After outlaw nations Germany, Japan, and Italy were defeated by the Allies, the Nobel Committee continued to dole out Peace Prizes to people who talk about peace more than they implement it.
Cordell Hull (1945) was one of the first of several to win the prize for work with the United Nations, an agency which over the years has waged a sort of diplomatic cold war against the United States and Israel.
Ralphe Bunche was the first to receive the prize for negotiating nonexistent peace in the Middle East. [
Update: He brokered the end of the 1948 war, but no long-term peace came out of it. Indeed, this was just the beginning of the Arab-Israeli cold war, punctuated several times by brief episodes of hot war, and lasting to this day.] Disarmament - a concept which should have been discredited in 1914 and 1939 - would continue to attract the wooing of the Nobel committee, in 1962, 1982, 1985, 1995, and 1997. And untested peace processes would still be honored, as illustrated by the honoring of
Nelson Mandela and
F. W. DeKlerk (1993) and
John Hume and David Trimble (1998).
So who was the first mouthpiece for murderous regimes to become a Nobel laureate? That would appear to be the only person in history to decline the prize: Le Duc Tho (no biography available). He and
Henry Kissinger were awarded the prize for the Paris Peace Accords that ended the Vietnam War. Kissinger wrote an acceptance speech that was read by US ambassador to Norway Thomas R. Byrne, who represented him at the award ceremony. The message contained this remark: "Certain war has yielded to an uncertain peace in Vietnam. Where there was once only despair and dislocation, today there is hope, however frail." If Kissinger could get an award for peace that
might come in the future, can I get an Academy Award for a movie I
might direct in the future? (I'd like to thank the Academy for hypothetically granting me this honor, and Cameron Diaz and Edward Norton for their possibly outstanding performances.) Ironically, Le was the honest one of the pair. He knew that North Vietnam wasn't giving up on its plans to conquer the South. His job was to get the US out of the way so the NVA could
march into Saigon as it did two years later. If Kissinger didn't understand that, he was utterly naive.

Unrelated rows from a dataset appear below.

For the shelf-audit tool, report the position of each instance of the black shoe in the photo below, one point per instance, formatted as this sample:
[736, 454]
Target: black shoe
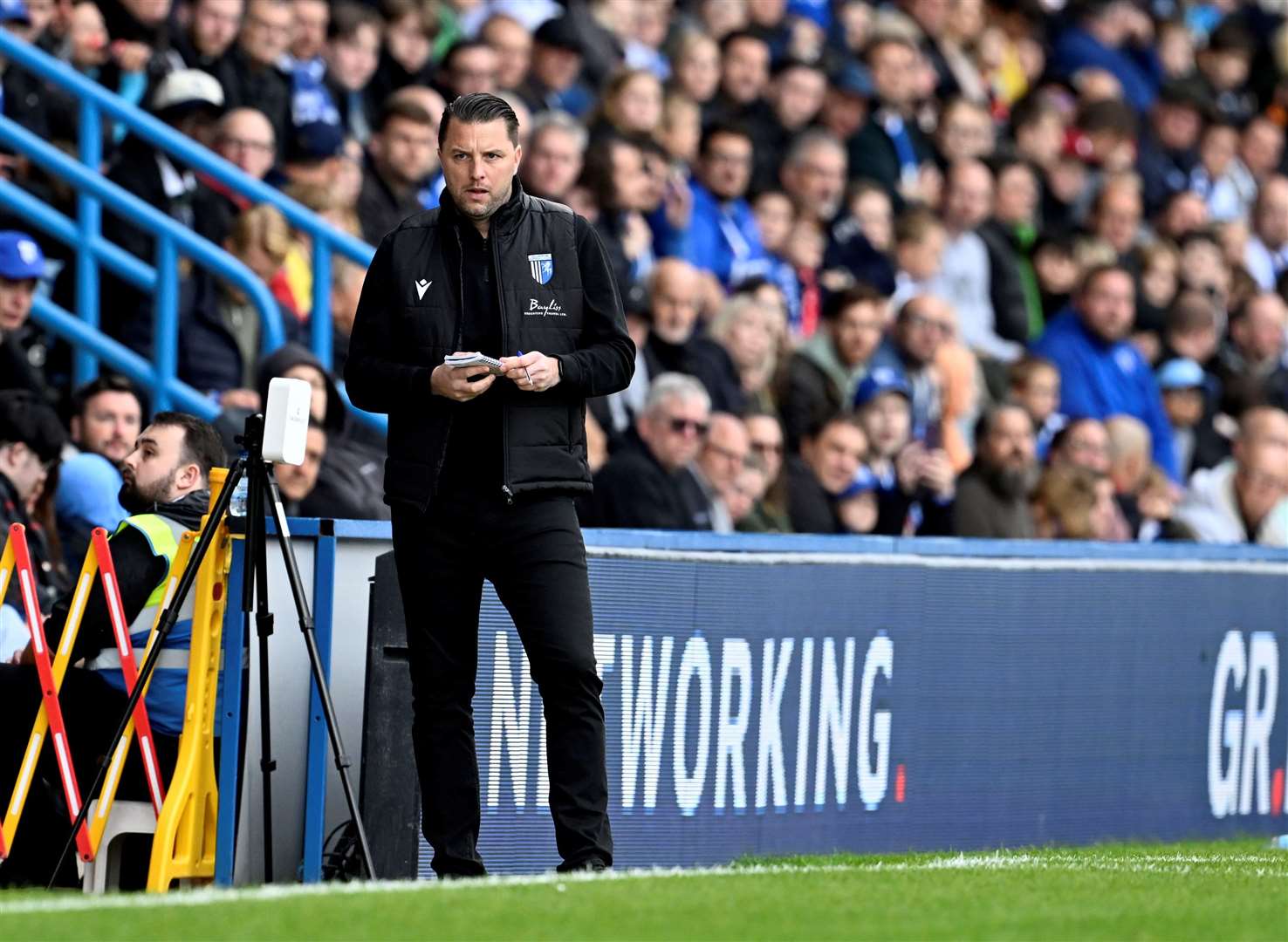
[590, 865]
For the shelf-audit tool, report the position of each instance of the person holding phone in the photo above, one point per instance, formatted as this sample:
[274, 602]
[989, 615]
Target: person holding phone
[483, 465]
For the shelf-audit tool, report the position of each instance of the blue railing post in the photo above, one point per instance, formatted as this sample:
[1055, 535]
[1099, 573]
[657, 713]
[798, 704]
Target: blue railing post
[89, 215]
[321, 314]
[165, 322]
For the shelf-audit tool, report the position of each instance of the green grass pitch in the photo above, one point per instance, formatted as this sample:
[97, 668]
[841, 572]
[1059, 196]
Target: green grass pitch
[1196, 891]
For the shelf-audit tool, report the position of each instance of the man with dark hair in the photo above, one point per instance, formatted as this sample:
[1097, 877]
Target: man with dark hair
[483, 463]
[621, 187]
[744, 58]
[211, 29]
[1113, 35]
[469, 67]
[400, 159]
[31, 439]
[352, 56]
[723, 236]
[107, 414]
[167, 493]
[676, 343]
[796, 97]
[993, 492]
[826, 370]
[554, 75]
[890, 148]
[648, 481]
[830, 460]
[1101, 373]
[22, 265]
[191, 102]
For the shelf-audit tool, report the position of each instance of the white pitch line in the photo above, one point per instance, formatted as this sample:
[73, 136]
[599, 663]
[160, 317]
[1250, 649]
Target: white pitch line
[1271, 864]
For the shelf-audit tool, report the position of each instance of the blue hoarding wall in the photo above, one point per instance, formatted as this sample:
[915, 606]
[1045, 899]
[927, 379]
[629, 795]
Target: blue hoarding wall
[789, 703]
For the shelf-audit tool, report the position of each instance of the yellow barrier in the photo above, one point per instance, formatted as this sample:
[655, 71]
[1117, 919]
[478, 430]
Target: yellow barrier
[184, 842]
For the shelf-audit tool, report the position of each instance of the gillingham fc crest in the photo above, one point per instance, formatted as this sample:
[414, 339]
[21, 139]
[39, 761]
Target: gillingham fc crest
[543, 268]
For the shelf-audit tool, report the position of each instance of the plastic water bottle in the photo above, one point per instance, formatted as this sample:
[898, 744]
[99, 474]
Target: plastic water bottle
[237, 505]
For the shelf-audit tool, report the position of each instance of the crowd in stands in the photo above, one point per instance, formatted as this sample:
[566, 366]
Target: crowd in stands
[980, 268]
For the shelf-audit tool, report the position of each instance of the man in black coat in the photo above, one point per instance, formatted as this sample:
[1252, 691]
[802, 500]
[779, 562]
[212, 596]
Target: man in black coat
[647, 483]
[484, 462]
[251, 72]
[400, 157]
[890, 148]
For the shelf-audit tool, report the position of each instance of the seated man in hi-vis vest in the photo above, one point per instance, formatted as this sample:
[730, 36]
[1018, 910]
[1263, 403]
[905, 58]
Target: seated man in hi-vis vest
[167, 492]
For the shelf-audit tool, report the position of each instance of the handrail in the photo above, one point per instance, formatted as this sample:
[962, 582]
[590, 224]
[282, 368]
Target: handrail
[119, 357]
[94, 98]
[169, 235]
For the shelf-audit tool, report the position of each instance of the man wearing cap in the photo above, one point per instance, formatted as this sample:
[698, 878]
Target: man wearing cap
[31, 439]
[22, 264]
[213, 27]
[188, 100]
[554, 78]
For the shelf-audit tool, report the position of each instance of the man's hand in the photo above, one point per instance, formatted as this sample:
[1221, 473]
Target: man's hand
[533, 372]
[454, 382]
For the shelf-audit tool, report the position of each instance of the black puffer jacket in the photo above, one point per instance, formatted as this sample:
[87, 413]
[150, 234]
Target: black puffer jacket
[558, 297]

At least two other such thugocrats would receive the prize. Yasser Arafat (1994) is the most obvious, a man who
talks peace with the West but organizes terrorism with his comrades. The other is
Rigoberta Menchú. In 1992, coincidentally (?) 500 years after Columbus'
subjugation discovery of the Americas (or at least the Caribbean portion), she was honored for raising awareness of the alleged abuses against her fellow Guatemalan Mayan Indians. David Horowitz
reported the research of anthropologist David Stoll, whose
book reveals the fraudulence of
I, Rigoberta Menchú, the Marxist-feminist's autobiography which is required reading at many universities. Horowitz writes:
As a result of Stoll’s research Rigoberta Menchu has been exposed as a Communist agent working for terrorists who were ultimately responsible for the death of her own family. So rigid is Rigoberta’s party loyalty to the Castroist cause, that after her book was published and she became an international spokesperson for indigenous peoples, she refused to denounce the Sandinista dictatorship’s genocidal attempt to eliminate its Miskito Indians.
"Yeah, but what about
Albert Schweitzer,
Martin Luther King,
Andrei Sakharov,
Mother Teresa, and
Lech Walesa? And don't forget about the
Red Cross and
Médecins Sans Frontières (Doctors Without Borders)." Okay, so there's a few good apples. But the roster of Nobel Laureates is dominated by ineffectual stabs toward promoting peace, and a handful of stabs against it. To judge the award by the worthy few who won it is like judging a factory that produces 90% scrap by the ten percent products it manufactures correctly. The award is meaningless.